Modica. Sottoposto alla libertà vigilata in giro con l’auto rubata: Arrestato da Carabinieri liberi dal servizio

Aveva appena rubato l’autovettura e stava girando per le vie del centro, dopo un breve inseguimento da parte di alcuni militari dell’Arma liberi dal servizio è stato fermato ed arrestato.

Modica, 18 settembre 2015 – Nel corso della nottata, i Carabinieri della Compagnia di Modica hanno arrestato un giovane che aveva asportato un’autovettura e guidava indisturbato per le vie del centro, oltretutto senza essere in possesso della prevista patente di guida. Si tratta di Fausto Di Guardo, classe ’88, nullafacente, già noto alle forze di polizia.
Infatti, intorno alle ore 23, un cittadino aveva chiamato alla Centrale Operativa dei Carabinieri di Modica segnalando che aveva da poco subito il furto della propria autovettura, dunque, l’operatore dell’Arma ha immediatamente diffuso i dati relativi al veicolo rubato a tutte le pattuglie in servizio sul territorio.

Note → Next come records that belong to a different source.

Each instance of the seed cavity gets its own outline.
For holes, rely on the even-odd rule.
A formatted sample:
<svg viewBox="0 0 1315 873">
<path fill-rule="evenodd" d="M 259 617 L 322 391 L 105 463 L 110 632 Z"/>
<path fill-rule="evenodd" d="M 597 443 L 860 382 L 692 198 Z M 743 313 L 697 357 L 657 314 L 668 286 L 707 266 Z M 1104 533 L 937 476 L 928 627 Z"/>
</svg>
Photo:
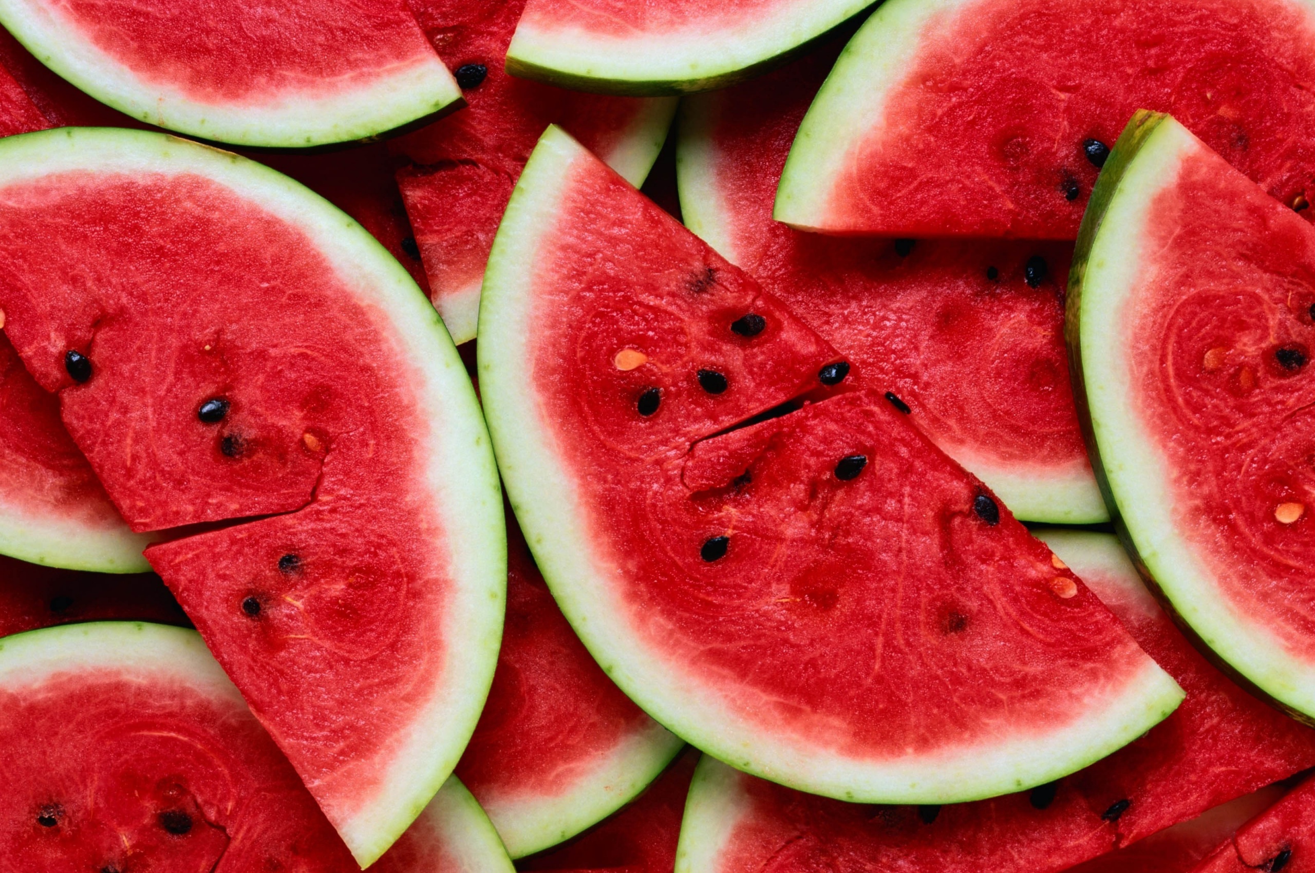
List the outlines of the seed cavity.
<svg viewBox="0 0 1315 873">
<path fill-rule="evenodd" d="M 767 318 L 763 318 L 756 312 L 740 316 L 731 322 L 731 331 L 740 337 L 757 337 L 763 333 L 764 327 L 767 327 Z"/>
<path fill-rule="evenodd" d="M 835 477 L 843 483 L 851 479 L 857 479 L 863 468 L 868 465 L 867 455 L 846 455 L 840 459 L 840 463 L 835 465 Z"/>
<path fill-rule="evenodd" d="M 711 539 L 704 540 L 704 546 L 698 550 L 698 556 L 711 564 L 713 561 L 726 557 L 726 550 L 730 548 L 730 536 L 713 536 Z"/>
<path fill-rule="evenodd" d="M 660 405 L 661 405 L 661 389 L 647 388 L 644 389 L 644 393 L 639 394 L 639 402 L 635 404 L 635 408 L 639 410 L 640 415 L 647 418 L 648 415 L 652 415 L 655 412 L 658 412 L 658 406 Z"/>
<path fill-rule="evenodd" d="M 196 417 L 206 425 L 217 425 L 229 414 L 229 401 L 222 397 L 212 397 L 196 410 Z"/>
<path fill-rule="evenodd" d="M 721 375 L 715 369 L 700 369 L 698 384 L 709 394 L 721 394 L 730 387 L 726 381 L 726 376 Z"/>
<path fill-rule="evenodd" d="M 638 348 L 622 348 L 617 352 L 617 356 L 611 359 L 611 363 L 617 366 L 621 372 L 630 372 L 636 367 L 643 367 L 648 362 L 648 355 L 643 354 Z"/>
<path fill-rule="evenodd" d="M 844 381 L 844 377 L 849 375 L 849 362 L 838 360 L 834 364 L 827 364 L 818 371 L 818 380 L 823 385 L 839 385 Z"/>
<path fill-rule="evenodd" d="M 64 369 L 75 383 L 84 383 L 91 379 L 91 359 L 80 351 L 70 348 L 64 352 Z"/>
<path fill-rule="evenodd" d="M 977 494 L 973 497 L 973 511 L 992 527 L 999 523 L 999 506 L 990 498 L 990 494 Z"/>
<path fill-rule="evenodd" d="M 462 91 L 469 91 L 471 88 L 479 88 L 488 75 L 489 68 L 483 63 L 463 63 L 456 68 L 455 78 Z"/>
</svg>

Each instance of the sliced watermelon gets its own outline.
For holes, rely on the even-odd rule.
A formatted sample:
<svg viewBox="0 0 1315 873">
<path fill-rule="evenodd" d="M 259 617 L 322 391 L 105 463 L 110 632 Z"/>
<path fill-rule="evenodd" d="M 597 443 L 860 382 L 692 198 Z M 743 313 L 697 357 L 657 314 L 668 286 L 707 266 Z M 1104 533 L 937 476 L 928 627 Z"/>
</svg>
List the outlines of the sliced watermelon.
<svg viewBox="0 0 1315 873">
<path fill-rule="evenodd" d="M 681 745 L 589 657 L 508 515 L 502 648 L 484 714 L 456 765 L 508 853 L 538 852 L 602 820 L 644 790 Z"/>
<path fill-rule="evenodd" d="M 506 67 L 600 93 L 707 91 L 785 63 L 869 5 L 872 0 L 530 0 Z"/>
<path fill-rule="evenodd" d="M 685 224 L 892 392 L 1024 521 L 1109 521 L 1064 351 L 1063 243 L 835 239 L 772 221 L 800 118 L 835 50 L 688 97 Z M 896 401 L 892 401 L 896 402 Z"/>
<path fill-rule="evenodd" d="M 103 622 L 4 639 L 0 745 L 9 869 L 359 869 L 192 631 Z M 512 864 L 451 778 L 373 869 Z"/>
<path fill-rule="evenodd" d="M 809 110 L 776 217 L 801 229 L 1074 239 L 1136 109 L 1294 208 L 1315 199 L 1303 0 L 892 0 Z"/>
<path fill-rule="evenodd" d="M 220 142 L 351 142 L 460 105 L 405 0 L 4 0 L 0 24 L 97 100 Z"/>
<path fill-rule="evenodd" d="M 1127 544 L 1206 646 L 1315 717 L 1315 229 L 1139 113 L 1082 225 L 1068 305 Z"/>
<path fill-rule="evenodd" d="M 1045 531 L 1044 538 L 1186 690 L 1173 715 L 1070 778 L 944 807 L 839 803 L 705 757 L 685 809 L 679 873 L 1055 873 L 1149 843 L 1139 840 L 1315 763 L 1315 731 L 1210 667 L 1156 607 L 1114 536 Z M 1201 832 L 1194 838 L 1184 830 L 1168 841 L 1194 845 L 1199 859 L 1206 851 Z M 1205 831 L 1211 834 L 1218 831 Z M 861 861 L 851 865 L 851 859 Z"/>
<path fill-rule="evenodd" d="M 0 306 L 147 554 L 363 864 L 447 778 L 496 664 L 498 486 L 438 316 L 249 160 L 0 141 Z"/>
<path fill-rule="evenodd" d="M 521 168 L 550 122 L 640 184 L 667 137 L 675 100 L 602 97 L 513 79 L 504 68 L 525 0 L 410 0 L 447 64 L 466 82 L 467 109 L 391 146 L 430 298 L 452 339 L 475 337 L 480 283 Z"/>
<path fill-rule="evenodd" d="M 696 747 L 817 793 L 949 802 L 1078 769 L 1181 699 L 881 394 L 742 427 L 849 364 L 558 128 L 484 292 L 485 414 L 539 568 Z"/>
</svg>

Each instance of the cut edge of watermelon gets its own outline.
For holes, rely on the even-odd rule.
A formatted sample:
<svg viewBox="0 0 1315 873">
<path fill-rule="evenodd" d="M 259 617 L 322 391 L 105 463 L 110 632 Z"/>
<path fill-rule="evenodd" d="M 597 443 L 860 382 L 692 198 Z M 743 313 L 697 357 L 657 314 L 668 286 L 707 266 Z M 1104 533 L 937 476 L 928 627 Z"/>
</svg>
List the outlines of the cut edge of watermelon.
<svg viewBox="0 0 1315 873">
<path fill-rule="evenodd" d="M 633 635 L 596 621 L 623 614 L 590 559 L 571 477 L 533 423 L 538 406 L 525 377 L 533 270 L 543 235 L 555 226 L 573 162 L 588 153 L 560 128 L 543 134 L 517 183 L 489 258 L 480 308 L 479 375 L 489 433 L 515 517 L 563 614 L 611 680 L 652 718 L 736 769 L 813 794 L 878 803 L 955 803 L 1053 781 L 1122 748 L 1161 722 L 1182 690 L 1145 659 L 1098 713 L 1045 736 L 1013 738 L 990 748 L 964 747 L 915 761 L 868 763 L 823 749 L 802 752 L 740 723 L 713 696 L 693 689 Z M 701 714 L 690 717 L 692 711 Z M 717 736 L 700 724 L 721 724 Z M 1045 753 L 1038 752 L 1047 745 Z"/>
<path fill-rule="evenodd" d="M 970 0 L 886 0 L 863 22 L 813 99 L 785 159 L 773 217 L 798 230 L 857 231 L 830 214 L 836 179 L 881 118 L 889 93 L 913 67 L 938 16 Z"/>
<path fill-rule="evenodd" d="M 606 757 L 592 761 L 592 772 L 575 790 L 548 802 L 493 798 L 485 811 L 502 836 L 508 855 L 513 859 L 534 855 L 571 839 L 633 801 L 661 776 L 684 747 L 684 740 L 652 724 Z"/>
<path fill-rule="evenodd" d="M 99 527 L 72 518 L 34 518 L 20 507 L 0 505 L 0 555 L 29 564 L 93 573 L 146 573 L 151 565 L 142 550 L 150 542 L 149 535 L 134 534 L 124 522 Z"/>
<path fill-rule="evenodd" d="M 338 832 L 364 868 L 406 830 L 451 774 L 493 681 L 506 597 L 501 488 L 475 389 L 438 312 L 410 273 L 354 218 L 283 174 L 179 137 L 117 128 L 58 128 L 0 141 L 0 185 L 60 170 L 159 172 L 185 167 L 301 229 L 396 330 L 414 364 L 417 401 L 433 431 L 425 477 L 447 531 L 459 594 L 443 617 L 450 639 L 434 699 L 416 718 L 372 803 Z M 371 300 L 370 296 L 373 298 Z"/>
<path fill-rule="evenodd" d="M 1073 393 L 1097 481 L 1144 576 L 1244 684 L 1308 722 L 1315 717 L 1315 665 L 1286 655 L 1265 628 L 1230 610 L 1174 530 L 1162 459 L 1137 423 L 1122 366 L 1119 313 L 1134 293 L 1151 204 L 1173 183 L 1181 160 L 1205 147 L 1170 116 L 1147 110 L 1134 114 L 1115 143 L 1091 192 L 1069 275 L 1065 335 Z"/>
<path fill-rule="evenodd" d="M 235 146 L 308 149 L 373 139 L 463 105 L 462 89 L 434 53 L 345 93 L 231 106 L 146 84 L 34 0 L 0 0 L 0 24 L 96 100 L 146 124 Z"/>
<path fill-rule="evenodd" d="M 873 0 L 780 3 L 751 28 L 692 25 L 669 34 L 608 37 L 583 29 L 537 28 L 522 16 L 506 53 L 512 75 L 575 91 L 668 96 L 723 88 L 751 79 L 825 41 Z"/>
</svg>

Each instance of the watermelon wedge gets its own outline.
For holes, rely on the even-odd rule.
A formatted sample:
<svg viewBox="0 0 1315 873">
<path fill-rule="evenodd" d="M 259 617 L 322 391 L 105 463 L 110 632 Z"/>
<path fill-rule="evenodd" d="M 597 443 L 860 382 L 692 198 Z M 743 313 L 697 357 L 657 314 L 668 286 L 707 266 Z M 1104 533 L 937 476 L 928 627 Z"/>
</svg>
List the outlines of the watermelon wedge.
<svg viewBox="0 0 1315 873">
<path fill-rule="evenodd" d="M 4 639 L 0 742 L 9 869 L 359 869 L 192 631 L 103 622 Z M 513 868 L 450 778 L 373 869 Z"/>
<path fill-rule="evenodd" d="M 1074 239 L 1136 109 L 1294 209 L 1315 197 L 1304 0 L 892 0 L 809 109 L 776 217 L 805 230 Z"/>
<path fill-rule="evenodd" d="M 681 745 L 589 657 L 509 514 L 502 648 L 456 765 L 508 853 L 539 852 L 615 813 Z"/>
<path fill-rule="evenodd" d="M 0 141 L 0 308 L 147 559 L 370 864 L 447 778 L 506 582 L 466 369 L 359 225 L 235 155 Z M 214 522 L 239 522 L 222 526 Z"/>
<path fill-rule="evenodd" d="M 1315 763 L 1315 731 L 1210 667 L 1159 610 L 1114 536 L 1043 535 L 1186 690 L 1173 715 L 1069 778 L 955 806 L 840 803 L 705 756 L 685 807 L 677 873 L 1056 873 L 1119 847 L 1153 848 L 1143 838 Z M 1190 831 L 1169 841 L 1194 845 L 1198 859 L 1208 851 Z"/>
<path fill-rule="evenodd" d="M 1091 202 L 1068 329 L 1126 544 L 1205 646 L 1315 717 L 1315 230 L 1157 113 Z"/>
<path fill-rule="evenodd" d="M 370 139 L 462 105 L 405 0 L 4 0 L 0 24 L 97 100 L 218 142 Z"/>
<path fill-rule="evenodd" d="M 1181 699 L 881 394 L 746 426 L 849 364 L 558 128 L 517 183 L 480 321 L 485 414 L 554 597 L 705 752 L 817 793 L 951 802 L 1078 769 Z M 980 696 L 930 693 L 969 674 Z"/>
<path fill-rule="evenodd" d="M 707 91 L 785 63 L 869 5 L 872 0 L 529 0 L 506 68 L 598 93 Z"/>
<path fill-rule="evenodd" d="M 1063 243 L 836 239 L 772 221 L 819 51 L 681 104 L 686 226 L 892 392 L 947 455 L 1024 521 L 1109 521 L 1064 351 Z M 893 402 L 893 401 L 892 401 Z"/>
<path fill-rule="evenodd" d="M 389 143 L 409 162 L 397 183 L 430 298 L 452 341 L 464 343 L 475 338 L 498 221 L 543 129 L 565 126 L 638 185 L 667 138 L 676 100 L 586 95 L 512 78 L 504 58 L 525 0 L 410 0 L 410 7 L 467 83 L 464 110 Z"/>
</svg>

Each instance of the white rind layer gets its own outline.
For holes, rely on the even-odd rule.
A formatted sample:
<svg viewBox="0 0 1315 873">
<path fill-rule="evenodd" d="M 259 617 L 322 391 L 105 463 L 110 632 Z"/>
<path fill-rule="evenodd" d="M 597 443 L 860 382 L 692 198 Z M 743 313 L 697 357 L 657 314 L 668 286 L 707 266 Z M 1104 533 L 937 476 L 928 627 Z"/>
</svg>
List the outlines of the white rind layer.
<svg viewBox="0 0 1315 873">
<path fill-rule="evenodd" d="M 151 125 L 237 146 L 304 149 L 370 139 L 462 99 L 452 74 L 430 51 L 338 93 L 308 88 L 260 103 L 203 103 L 180 88 L 147 82 L 103 51 L 51 0 L 0 0 L 0 24 L 38 60 L 101 103 Z M 329 91 L 330 83 L 312 84 Z"/>
<path fill-rule="evenodd" d="M 1076 306 L 1077 354 L 1097 448 L 1093 460 L 1103 468 L 1132 547 L 1174 611 L 1241 676 L 1279 703 L 1315 717 L 1315 664 L 1294 657 L 1268 627 L 1231 609 L 1214 572 L 1176 527 L 1172 467 L 1145 431 L 1130 384 L 1126 325 L 1143 270 L 1151 205 L 1176 183 L 1182 159 L 1203 149 L 1182 125 L 1164 118 L 1145 134 L 1118 187 L 1102 192 L 1098 184 L 1093 200 L 1109 200 L 1103 213 L 1094 216 L 1089 208 L 1084 218 L 1078 256 L 1081 239 L 1093 238 L 1085 272 L 1074 270 L 1078 287 L 1069 293 L 1069 321 Z"/>
<path fill-rule="evenodd" d="M 497 471 L 475 390 L 438 313 L 410 275 L 359 224 L 300 183 L 238 155 L 166 134 L 59 128 L 0 141 L 0 189 L 41 176 L 197 174 L 306 234 L 381 331 L 410 362 L 430 431 L 417 435 L 454 580 L 441 617 L 443 672 L 410 736 L 385 768 L 376 799 L 326 810 L 362 866 L 392 845 L 451 774 L 475 731 L 497 663 L 506 598 L 506 530 Z"/>
<path fill-rule="evenodd" d="M 1144 659 L 1123 688 L 1048 732 L 873 761 L 765 734 L 715 689 L 647 647 L 625 618 L 618 568 L 592 548 L 579 486 L 554 447 L 554 410 L 539 406 L 526 377 L 534 372 L 535 264 L 580 160 L 588 153 L 550 128 L 517 183 L 485 271 L 479 375 L 508 494 L 539 569 L 622 690 L 671 731 L 739 769 L 814 794 L 878 803 L 952 803 L 1049 782 L 1126 745 L 1173 711 L 1182 690 Z"/>
<path fill-rule="evenodd" d="M 531 3 L 506 64 L 514 75 L 598 93 L 707 91 L 784 63 L 871 5 L 872 0 L 780 0 L 736 26 L 693 22 L 668 33 L 602 34 L 543 26 Z"/>
</svg>

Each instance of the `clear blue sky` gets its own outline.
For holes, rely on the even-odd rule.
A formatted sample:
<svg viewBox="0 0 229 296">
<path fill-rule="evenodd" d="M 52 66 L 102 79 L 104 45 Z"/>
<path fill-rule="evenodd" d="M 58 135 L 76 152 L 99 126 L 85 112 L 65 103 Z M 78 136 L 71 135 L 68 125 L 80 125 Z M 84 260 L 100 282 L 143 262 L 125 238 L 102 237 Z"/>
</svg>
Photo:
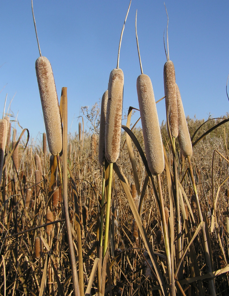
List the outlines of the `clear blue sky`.
<svg viewBox="0 0 229 296">
<path fill-rule="evenodd" d="M 110 73 L 116 67 L 129 3 L 34 0 L 41 53 L 51 63 L 59 100 L 62 87 L 68 88 L 72 133 L 78 129 L 80 107 L 98 102 L 107 87 Z M 229 72 L 228 0 L 165 3 L 170 59 L 186 115 L 191 118 L 195 115 L 199 119 L 207 118 L 209 113 L 214 117 L 225 115 L 229 110 L 225 91 Z M 132 0 L 120 55 L 124 77 L 123 114 L 130 106 L 138 108 L 136 81 L 141 73 L 135 31 L 137 9 L 143 72 L 151 78 L 156 100 L 164 96 L 163 33 L 167 22 L 164 1 Z M 7 94 L 7 110 L 15 95 L 11 110 L 15 116 L 18 112 L 20 124 L 35 138 L 44 131 L 35 70 L 39 56 L 31 1 L 0 1 L 0 110 L 2 113 Z M 165 118 L 164 100 L 157 109 L 160 123 Z"/>
</svg>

Verso la mezzanotte, quattro Carabinieri liberi dal servizio, che poco prima erano venuti a conoscenza del furto e dei dati dell’autovettura, nel percorrere una delle vie di Modica Bassa, hanno notato il veicolo segnalato provenire dal senso opposto.
Immediatamente, i militari dell’Arma, liberi dal servizio e a bordo di un’autovettura privata, hanno invertito la marcia nel tentativo di bloccare il mezzo rubato che, nel frattempo, stava proseguendo la sua corsa.
Dopo un breve inseguimento, i Carabinieri hanno raggiunto l’auto rubata bloccandone la marcia e sorprendendo alla guida il Di Guardo che, successivamente è stato condotto presso la Caserma dei Carabinieri.
Dai successivi accertamenti, inoltre, è emerso che il giovane ladro non era nemmeno in possesso della patente di guida prevista poiché mai conseguita.
Nel corso dell’attività, dopo aver ricostruito l’intera vicenda, i militari dell’Arma hanno dichiarato in arresto il giovane che dovrà rispondere di furto di autovettura, guida senza patente perché mai conseguita  e trasgressione degli obblighi imposti dalla misura di sicurezza della libertà vigilata cui era sottoposto.
Al termine delle formalità di rito, su disposizione del Sostituto Procuratore di turno presso la Procura di Ragusa, d.ssa Alessia La Placa, il ragazzo è stato sottoposto al regime degli arresti domiciliari.
L’autovettura rubata è stata invece recuperata dai Carabinieri e restituita al legittimo proprietario.